The NHS no longer predicts that Karen will become a hurricane, but high wind probabilities still keep certain areas under a hurricane watch.
Still, the storm surge combined with rising tides could bring flooding to normally dry areas, the NHS said in its advisory. If the peak surge occurs at the same time as high tide, waters could rise as high as 5 feet above ground.
"The highest water will occur along the immediate coast near and to the east of where landfall occurs," the NHS said in its advisory.
In those areas, dangerous waves and related flooding could accompany the surge. Karen is also expected to bring rainfall of between 4 and 8 inches through the central and eastern Gulf Coast through Sunday night.
Just more than eight years after Hurricane Katrina, which ravaged the Gulf area, and nearly one year to the day after Superstorm Sandy, coast cities are taking extra precautions when preparing for storms, which are expected to become more severe and frequent in the future.
Both Louisiana Gov. Bobby Jindal and Mississippi Gov. Phil Bryant declared states of emergency as Karen approaches. Florida Gov.
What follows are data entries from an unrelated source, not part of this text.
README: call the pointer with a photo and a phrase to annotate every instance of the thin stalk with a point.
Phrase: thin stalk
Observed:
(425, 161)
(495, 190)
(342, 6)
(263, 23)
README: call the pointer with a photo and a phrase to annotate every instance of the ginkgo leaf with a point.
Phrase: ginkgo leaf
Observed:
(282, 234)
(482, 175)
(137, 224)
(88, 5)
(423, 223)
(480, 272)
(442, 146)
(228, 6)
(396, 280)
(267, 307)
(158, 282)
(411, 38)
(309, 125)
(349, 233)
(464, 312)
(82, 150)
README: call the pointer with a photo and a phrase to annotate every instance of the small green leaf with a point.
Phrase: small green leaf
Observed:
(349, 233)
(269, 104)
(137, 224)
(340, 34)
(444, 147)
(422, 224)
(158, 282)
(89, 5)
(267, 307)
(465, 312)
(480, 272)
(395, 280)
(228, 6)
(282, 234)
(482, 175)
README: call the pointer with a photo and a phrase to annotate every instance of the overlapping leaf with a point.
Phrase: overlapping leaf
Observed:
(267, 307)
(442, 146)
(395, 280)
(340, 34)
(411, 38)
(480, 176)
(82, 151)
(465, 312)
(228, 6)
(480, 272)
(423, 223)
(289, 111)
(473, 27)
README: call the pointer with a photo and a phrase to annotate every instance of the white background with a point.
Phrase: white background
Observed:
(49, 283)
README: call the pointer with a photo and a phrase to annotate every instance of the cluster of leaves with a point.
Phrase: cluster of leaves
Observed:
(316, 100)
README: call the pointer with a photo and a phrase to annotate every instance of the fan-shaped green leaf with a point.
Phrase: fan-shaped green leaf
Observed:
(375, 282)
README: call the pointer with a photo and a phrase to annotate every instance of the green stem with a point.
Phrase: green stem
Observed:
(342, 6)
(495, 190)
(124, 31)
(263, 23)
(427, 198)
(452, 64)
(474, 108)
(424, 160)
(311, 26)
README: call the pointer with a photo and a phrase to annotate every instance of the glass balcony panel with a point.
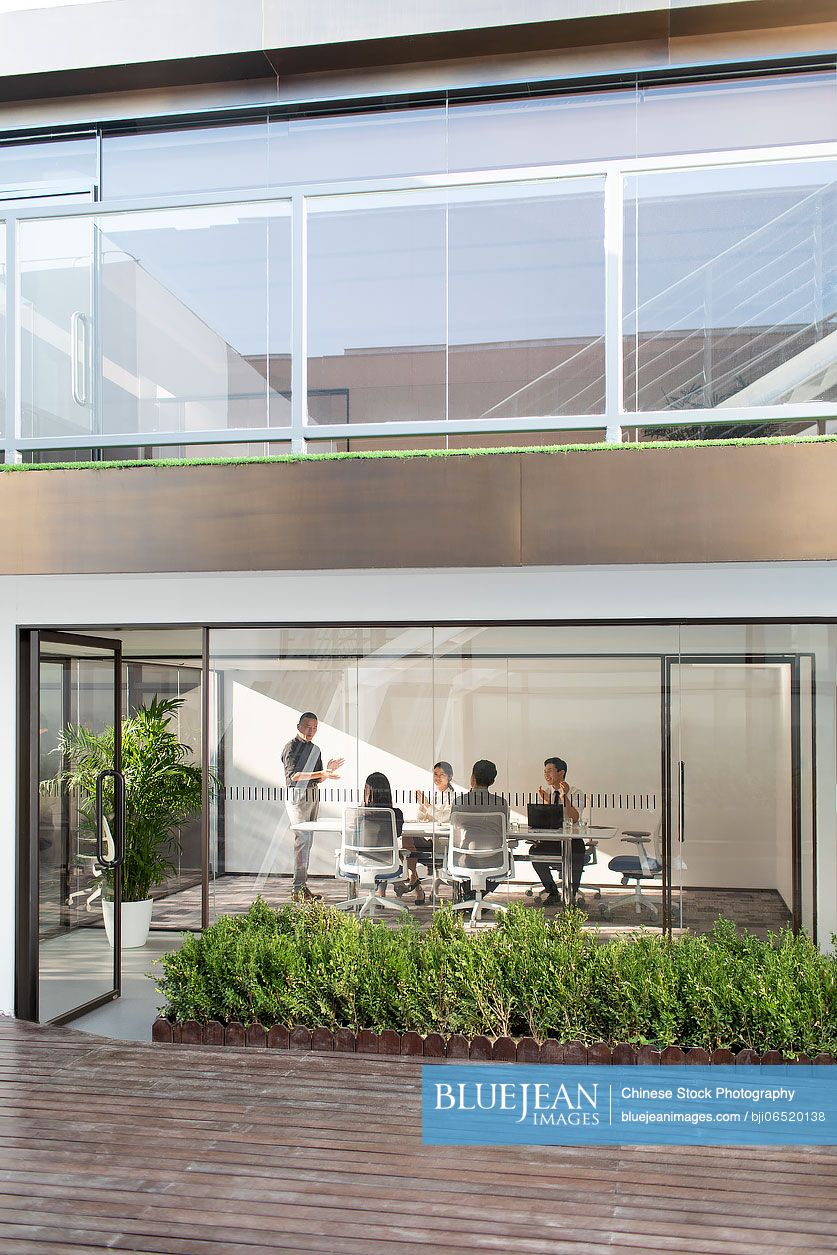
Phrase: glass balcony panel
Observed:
(763, 112)
(389, 143)
(543, 131)
(48, 166)
(377, 310)
(527, 300)
(3, 328)
(55, 326)
(730, 286)
(196, 319)
(186, 160)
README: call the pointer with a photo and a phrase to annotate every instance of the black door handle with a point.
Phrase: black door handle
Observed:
(118, 835)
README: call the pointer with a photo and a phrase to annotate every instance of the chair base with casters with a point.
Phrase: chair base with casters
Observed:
(636, 867)
(365, 906)
(477, 905)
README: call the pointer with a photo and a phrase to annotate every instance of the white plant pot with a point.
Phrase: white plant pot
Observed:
(136, 923)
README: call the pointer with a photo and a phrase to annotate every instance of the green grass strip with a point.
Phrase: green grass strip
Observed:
(404, 454)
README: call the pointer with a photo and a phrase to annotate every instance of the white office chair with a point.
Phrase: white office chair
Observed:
(369, 855)
(636, 867)
(478, 852)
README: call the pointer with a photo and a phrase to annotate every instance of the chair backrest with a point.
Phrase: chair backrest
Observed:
(369, 843)
(648, 850)
(477, 843)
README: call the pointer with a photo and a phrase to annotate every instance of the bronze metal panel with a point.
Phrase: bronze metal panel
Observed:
(690, 505)
(729, 503)
(286, 516)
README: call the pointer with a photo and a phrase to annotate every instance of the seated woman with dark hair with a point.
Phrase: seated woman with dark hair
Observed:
(378, 793)
(419, 849)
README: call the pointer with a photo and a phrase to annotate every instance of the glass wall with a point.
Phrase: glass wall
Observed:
(481, 269)
(692, 751)
(730, 286)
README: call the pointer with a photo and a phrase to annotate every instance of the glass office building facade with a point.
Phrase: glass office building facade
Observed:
(525, 267)
(461, 271)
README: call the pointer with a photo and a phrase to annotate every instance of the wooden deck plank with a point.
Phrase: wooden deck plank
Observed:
(192, 1151)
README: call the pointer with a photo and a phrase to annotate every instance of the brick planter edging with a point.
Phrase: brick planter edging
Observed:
(483, 1049)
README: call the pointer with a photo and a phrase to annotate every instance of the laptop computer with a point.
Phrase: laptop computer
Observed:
(545, 816)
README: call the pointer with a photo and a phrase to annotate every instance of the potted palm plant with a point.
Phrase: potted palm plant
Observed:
(162, 792)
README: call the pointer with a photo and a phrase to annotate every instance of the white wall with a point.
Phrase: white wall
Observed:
(746, 591)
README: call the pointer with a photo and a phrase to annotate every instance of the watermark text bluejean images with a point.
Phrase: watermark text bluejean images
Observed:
(508, 1105)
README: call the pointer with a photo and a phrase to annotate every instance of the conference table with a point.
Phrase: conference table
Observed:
(521, 833)
(518, 835)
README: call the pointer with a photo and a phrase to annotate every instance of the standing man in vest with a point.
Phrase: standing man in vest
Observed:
(303, 763)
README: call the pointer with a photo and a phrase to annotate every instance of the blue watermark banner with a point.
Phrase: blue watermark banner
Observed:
(512, 1105)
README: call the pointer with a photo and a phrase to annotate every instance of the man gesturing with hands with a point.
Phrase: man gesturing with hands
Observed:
(304, 771)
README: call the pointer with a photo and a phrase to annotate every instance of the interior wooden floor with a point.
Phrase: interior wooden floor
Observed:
(759, 911)
(191, 1151)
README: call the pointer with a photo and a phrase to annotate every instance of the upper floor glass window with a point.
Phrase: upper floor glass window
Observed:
(152, 163)
(48, 166)
(730, 286)
(722, 114)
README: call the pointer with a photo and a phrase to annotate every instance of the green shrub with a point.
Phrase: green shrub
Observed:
(528, 977)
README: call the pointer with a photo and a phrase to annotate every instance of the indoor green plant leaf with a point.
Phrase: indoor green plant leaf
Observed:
(162, 790)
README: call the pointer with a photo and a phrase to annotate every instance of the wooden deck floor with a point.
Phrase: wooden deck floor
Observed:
(113, 1146)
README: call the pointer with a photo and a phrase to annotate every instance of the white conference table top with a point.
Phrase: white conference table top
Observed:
(599, 832)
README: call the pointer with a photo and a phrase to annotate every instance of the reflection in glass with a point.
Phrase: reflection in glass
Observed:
(377, 310)
(196, 319)
(527, 300)
(759, 112)
(546, 131)
(357, 146)
(3, 328)
(151, 163)
(621, 705)
(730, 286)
(48, 165)
(74, 955)
(55, 320)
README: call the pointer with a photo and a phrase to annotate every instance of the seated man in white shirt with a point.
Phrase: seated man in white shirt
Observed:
(557, 793)
(481, 798)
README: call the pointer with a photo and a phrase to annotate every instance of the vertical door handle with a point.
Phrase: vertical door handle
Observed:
(78, 358)
(104, 859)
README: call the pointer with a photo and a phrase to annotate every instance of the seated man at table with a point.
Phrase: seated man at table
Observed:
(481, 798)
(557, 793)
Rick Scott also declared a state of emergency in 18 counties on Thursday.
Scott said in a statement that Federal Emergency Management Agency Administrator Craig Fugate pledged that "no federal resource would be denied" in response to the storm, despite the ongoing federal government shutdown.
""Our number one priority is the safety of our citizens," Scott said in the statement. "We will not let the government shutdown in Washington in any way hurt our emergency response efforts in Florida."
In Louisiana, more than 7,000 members of the state National Guard are on standby for support, and Jindal mobilized 650 on Thursday.
Jindal urged residents to devise an evacuation plan, and to keep water, clothing, nonperishable food and other supplies ready.
"We are encouraging everyone to get a game plan now and stay alert by monitoring local weather conditions in their area," Jindal said in a statement. "As with every storm, we always hope for the best and prepare for the worst."